«...Иисус Наставник, помилуй нас!»

— Возникает вопрос: если призывающая благодать Божия сама подвигает человека во время оглашения, и по себе каждый знает, что она особенно подвигает именно молитву, богослужение, пост и чтение книг, разве не могла бы она также подвинуть человека к правилам хранения чувств и к трудам над нравом. Почему же человек в первом легко подхватывается, а во втором и третьем так вязнет?

— Думаю, тому есть две причины. Когда человек молится, стоит на службе, постится или читает, он делает это с ревностью, но своим, ему присущим образом, делает так, как может. Как надо, не знает и не умеет. И Господь по милости и долготерпению приемлет его таким, каков он есть. Когда же он с такою же ревностию начинает обращаться с ближними и делать это так, как он сам может и как умеет (не имея ни кротости, ни смирения, ни любви), ближние недолго терпят его и скоро вступают в то или иное противление ему, громкое или тихое. Одним словом, с явно деятельными и к ответу готовыми ближними не очень-то просто умножать свою ревность.
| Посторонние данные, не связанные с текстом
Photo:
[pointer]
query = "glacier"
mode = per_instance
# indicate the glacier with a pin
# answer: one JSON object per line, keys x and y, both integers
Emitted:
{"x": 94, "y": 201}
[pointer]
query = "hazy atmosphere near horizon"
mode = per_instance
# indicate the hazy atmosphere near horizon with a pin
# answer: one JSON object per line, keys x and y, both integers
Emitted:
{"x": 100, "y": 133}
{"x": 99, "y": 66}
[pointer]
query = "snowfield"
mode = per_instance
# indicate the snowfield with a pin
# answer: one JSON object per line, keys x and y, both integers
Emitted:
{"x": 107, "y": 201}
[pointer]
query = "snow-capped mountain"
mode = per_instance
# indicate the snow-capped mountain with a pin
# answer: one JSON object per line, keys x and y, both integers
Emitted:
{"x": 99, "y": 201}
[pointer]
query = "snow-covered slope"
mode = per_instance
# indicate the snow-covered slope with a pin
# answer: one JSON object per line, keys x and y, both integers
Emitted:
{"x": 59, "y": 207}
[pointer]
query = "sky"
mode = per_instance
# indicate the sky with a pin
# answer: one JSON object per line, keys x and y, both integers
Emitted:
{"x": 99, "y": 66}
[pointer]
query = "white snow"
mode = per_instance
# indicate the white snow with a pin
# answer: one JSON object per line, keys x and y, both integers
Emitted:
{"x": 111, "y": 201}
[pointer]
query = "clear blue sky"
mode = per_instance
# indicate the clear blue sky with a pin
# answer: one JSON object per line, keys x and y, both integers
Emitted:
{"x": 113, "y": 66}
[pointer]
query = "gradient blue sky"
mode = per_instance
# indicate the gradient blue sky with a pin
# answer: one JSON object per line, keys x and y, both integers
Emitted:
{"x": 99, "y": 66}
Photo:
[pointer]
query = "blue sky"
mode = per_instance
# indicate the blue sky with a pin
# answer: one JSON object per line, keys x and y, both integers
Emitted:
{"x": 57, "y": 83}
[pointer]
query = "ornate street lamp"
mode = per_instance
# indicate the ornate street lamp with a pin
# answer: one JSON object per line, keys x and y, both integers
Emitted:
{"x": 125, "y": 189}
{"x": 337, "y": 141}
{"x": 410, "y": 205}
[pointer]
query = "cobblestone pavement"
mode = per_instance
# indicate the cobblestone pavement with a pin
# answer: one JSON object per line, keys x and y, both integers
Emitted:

Не то что с книгами святых отцов, которые ничем ответить не могут.

Иные ближние, напротив, придут в сильное беспокойство и скорбь, встретившись, на их взгляд, со странностями уверовавшего человека и своей заботой и попечением, обидами и раздражением, не дадут человеку отойти от привычного порядка жизни.

Другая причина более важная. Труд над молитвою, умножая ее объем, можно совершать, при этом не участвуя в ней своим сердцем. Сердце при этом может далеко отстоять от Господа. Но как только человек обращает внимание на сердечные чувства, в нем же самом поднимается собственное самоугодие и себялюбие, которое не всякий человек может преодолеть. Более того, многим из нас удобнее ничего не делать в чувствах и нраве и вполне оправдываться молитвой или жить преимущественным воодушевлением в ней. Тем более, что и в ней мы уклоняемся от трудов над качеством. То есть, самоугодием и себялюбием, которые могут вполне вписываться во внешние церковные действия, человек схватывает ревность к молитве, богослужению, посту и чтению книг и, считая, что он тем самым уже весь "церковный" устраняется от трудов над чувствами и нравом.

О заповедях блаженств

— Расскажите о заповедях блаженств.

— Заповеди блаженств — это сверхчеловеческий опыт нрава. Чей это нрав? — Господень. Это нрав Христа. В них Господь излагает, раскрывает Свой нрав. А обрестись в нрав Христов можно ли без Самого Господа? Только с Ним, с Господом, и совершается в нас этот нрав. Другое дело, что любой человек по своему устроению уже имеет такую душу, которая располагает внутри себя задатками Богодарованного нрава. Он превосходит все известные, человеческим умом обусловленные формы нравственности. Он имеет нрав Адама и Евы до грехопадения, высоту, которая превышает многих праведников Земли времен Ветхого Завета. Ведь это были первые люди, т.е. люди, которых Господь сотворил Своею Божественною Любовью и вложил в их душу такую нравственную красоту, каковой мы с вами сейчас даже близко не видим и не слышим ни друг в друге, ни в себе самих.